Mullins died on 20 January 1997. Her funeral was held at Chichester Crematorium.

==Welfare work==
Mullins was involved with "welfare work" in the mid-1920s. She had an interest in birth control and attended the annual meeting of the National Birth Control Association with Claud in 1931.

==Weaving==
Mullins attended the "London School of Weaving" soon after getting married. In her weaving, she used a knotted pile technique, which gave freedom for design and created a “good heavy rug”. Of her work she said, it was “inspired and developed from sketches or photos brought back from walks and travels.” She had a particular interest in using vegetable dyes from locally sourced plants.

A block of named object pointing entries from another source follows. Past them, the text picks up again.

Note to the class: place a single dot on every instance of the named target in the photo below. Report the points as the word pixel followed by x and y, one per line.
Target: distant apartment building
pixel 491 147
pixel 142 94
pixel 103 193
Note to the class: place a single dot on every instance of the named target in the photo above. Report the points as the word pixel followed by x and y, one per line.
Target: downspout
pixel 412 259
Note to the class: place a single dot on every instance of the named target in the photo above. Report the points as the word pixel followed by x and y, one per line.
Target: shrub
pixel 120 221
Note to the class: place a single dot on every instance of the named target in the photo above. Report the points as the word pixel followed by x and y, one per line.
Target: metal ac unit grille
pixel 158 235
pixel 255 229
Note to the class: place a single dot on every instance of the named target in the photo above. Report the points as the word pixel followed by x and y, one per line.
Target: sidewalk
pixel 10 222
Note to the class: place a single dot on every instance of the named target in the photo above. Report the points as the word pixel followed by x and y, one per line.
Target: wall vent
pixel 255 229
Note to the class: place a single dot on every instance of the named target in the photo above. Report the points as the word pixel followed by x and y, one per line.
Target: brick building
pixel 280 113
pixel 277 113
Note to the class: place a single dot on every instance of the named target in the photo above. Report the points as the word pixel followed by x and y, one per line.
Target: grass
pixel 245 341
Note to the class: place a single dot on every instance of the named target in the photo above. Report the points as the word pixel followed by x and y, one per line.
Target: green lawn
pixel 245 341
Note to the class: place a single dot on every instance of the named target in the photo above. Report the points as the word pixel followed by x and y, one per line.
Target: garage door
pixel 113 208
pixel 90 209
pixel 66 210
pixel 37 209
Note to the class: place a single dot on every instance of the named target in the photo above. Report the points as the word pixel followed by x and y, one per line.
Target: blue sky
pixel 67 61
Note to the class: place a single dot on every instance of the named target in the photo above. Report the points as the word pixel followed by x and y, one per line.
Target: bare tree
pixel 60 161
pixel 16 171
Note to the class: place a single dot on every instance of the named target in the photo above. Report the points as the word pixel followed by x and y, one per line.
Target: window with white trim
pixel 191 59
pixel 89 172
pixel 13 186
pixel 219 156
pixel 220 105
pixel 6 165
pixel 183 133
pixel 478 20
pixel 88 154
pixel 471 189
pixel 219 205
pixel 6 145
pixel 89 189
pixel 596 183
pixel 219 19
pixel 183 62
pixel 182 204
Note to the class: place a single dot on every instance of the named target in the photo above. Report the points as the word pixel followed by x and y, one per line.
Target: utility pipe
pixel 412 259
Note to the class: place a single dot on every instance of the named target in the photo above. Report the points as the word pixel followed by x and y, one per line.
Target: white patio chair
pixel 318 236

During World War II, she volunteered to teach weaving to billeted soldiers at Horton Hospital, Epsom. At this time, she expanded her craft knowledge with book binding lessons at Epsom School of Art and Design.

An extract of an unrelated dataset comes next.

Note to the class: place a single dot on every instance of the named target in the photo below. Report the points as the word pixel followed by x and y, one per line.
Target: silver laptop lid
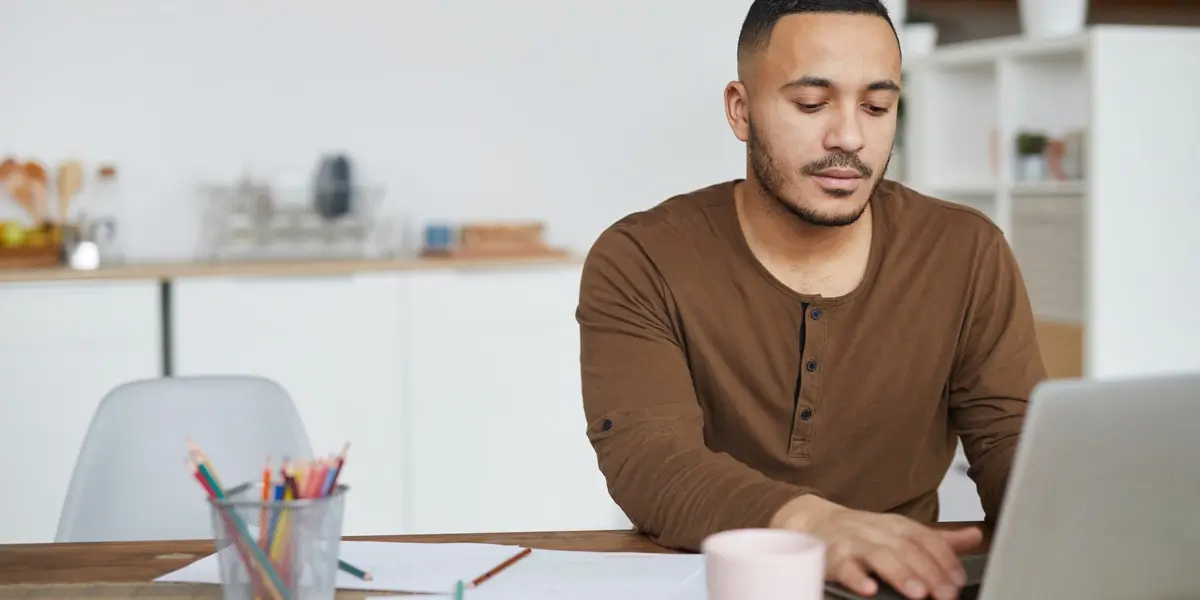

Mullins was affiliated with various weavers’ guilds. She was a member of the Red Rose Guild, the Society of Designer-Craftsmen and the London Guild of Weavers, Spinners and Dyers.

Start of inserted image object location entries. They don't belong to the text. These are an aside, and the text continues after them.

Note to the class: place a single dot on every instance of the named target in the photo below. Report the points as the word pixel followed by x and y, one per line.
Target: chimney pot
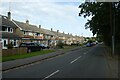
pixel 57 31
pixel 27 21
pixel 39 26
pixel 9 15
pixel 51 29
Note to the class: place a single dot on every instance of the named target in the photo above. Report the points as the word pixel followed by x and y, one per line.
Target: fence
pixel 9 52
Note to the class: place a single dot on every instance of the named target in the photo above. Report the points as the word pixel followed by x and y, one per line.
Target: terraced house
pixel 28 32
pixel 8 30
pixel 15 32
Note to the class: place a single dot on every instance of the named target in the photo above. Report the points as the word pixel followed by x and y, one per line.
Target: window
pixel 8 29
pixel 24 33
pixel 14 43
pixel 5 43
pixel 11 30
pixel 4 28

===Exhibitions and collections===
Her work appeared in the following exhibitions:
- 1965 – Ceylon Tea Centre, London
- 1967 – Ian Clarkson Gallery, Scotland
- 1970 – Craft Centre of Great Britain, London
- 1972 – Craftwork Guildford
Her work is in the collections of the Victoria and Albert Museum, Royal Scottish Museum, Crafts Council, and Worcester Cathedral.

==Graffham Craft Centre==
In 1952, Mullins established the Graffham Craft Centre in a disused barn on her Glasses property. She became co-director together with her daughter, Barbara. The centre offered courses in weaving, basket-making, woodwork, pottery, spinning and dyeing. The Craft Centre held its first summer exhibition in 1954. Students included Mary Farmer and Shirley Lawn.

===Graffham Weavers===
Soon after opening the Craft Centre, Mullins established Graffham Weavers, which employed local women who became highly skilled weavers. Trainees also came from British art colleges, as well as from overseas, including Norway, Sweden and Germany. Graffham Weavers would hold twice yearly exhibitions of their work. Commissions for the Graffham Weavers included hangings for the altar and choir at Worcester Cathedral, a cope and mitre for the Bishop of Ripon and rugs for rooms at Exeter College, Oxford.

==Gwen Mullins Trust==
With her inheritance, Mullins established the Gwen Mullins Trust in 1949. Its objectives were “the advancement, promotion and encouragement of the study of training and education in manual crafts, craftsmanship and the skill of craftsmen and the relief of poverty among needy craftsmen.” The Trust was a precursor to the Crafts Advisory Committee (1971) with which Mullins was closely involved, and subsequently the Crafts Council (1977).

Recipients of grants from the trust included:
- Peter Collingwood (weaver)
- Mary Farmer (weaver)
- Gillian Packard (jeweller)
- Janice Tchalenko (potter)
- The International Pottery Course at Wenford Bridge Pottery

==Craftman's Mark==
Mullins funded Craftman's Mark, a non-profit enterprise, initially run by Morfudd Roberts, which provided hand-weavers with access to a more "finessed" yarn than was available commercially. Small batches of natural undyed yarns were spun to Mullins' specifications, and they were made available for independent weavers to buy in small quantities.

==Awards and honours==
In 1974, Mullins was awarded an OBE for her work with the Gwen Mullins Trust.